US base in UK on alert as car attempts to ram checkpoint
The UK police have arrested a man after he tried to attack a Royal Air Force base used by the US military.
The unidentified man tried to ram his car into a checkpoint at the entrance of RAF Mildenhall airbase in Suffolk, eastern England, but was stopped after the American personnel opened fire on him.
Suffolk police said they had arrested the man with “cuts and bruises.” No other people were injured.
Authorities said they were treating the incident as trespassing and not terrorism. However, there was “no obvious motive at this stage,” according to Superintendent Kim Warner, from Suffolk Police.
“Shots were fired by US security, I don’t know how many, but I do know that shots were fired,” Warner said.
Earlier, police had described the incident at the base as a “significant incident.” The base was temporarily locked down.
“The base was locked down and emergency personnel are responding to the situation,” RAF Mildenhall said in a statement that was issued immediately after the incident.
“Additional details will be provided as they become available. Individuals in the area surrounding the installation are asked to avoid the base at this time,” it added. “We ask that individuals avoid posting messages on social media regarding the incident.”
Guarded by the UK Ministry of Defense police and armed US military personnel, RAF Mildenhall is home to about 3,200 American military personnel.

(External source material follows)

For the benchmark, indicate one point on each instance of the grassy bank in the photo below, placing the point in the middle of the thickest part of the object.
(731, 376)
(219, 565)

The base also has between 400 and 500 UK civilian staff working there.
The base serves as a transport hub for the US military and houses a fleet of refueling aircraft as well as a number of special operations forces.
The MoD had included the base among the 56 military sites that it wanted to close but the US Air Force said it was staying at the base until at least 2024, before relocating to another base in Germany.
The incident is likely to spark a serious conversation between the Pentagon and the UK MoD, because American military bases across Britain are governed by the Status of Forces Act, which requires special rules of engagement and certain protocols when it come to the discharge of firearms.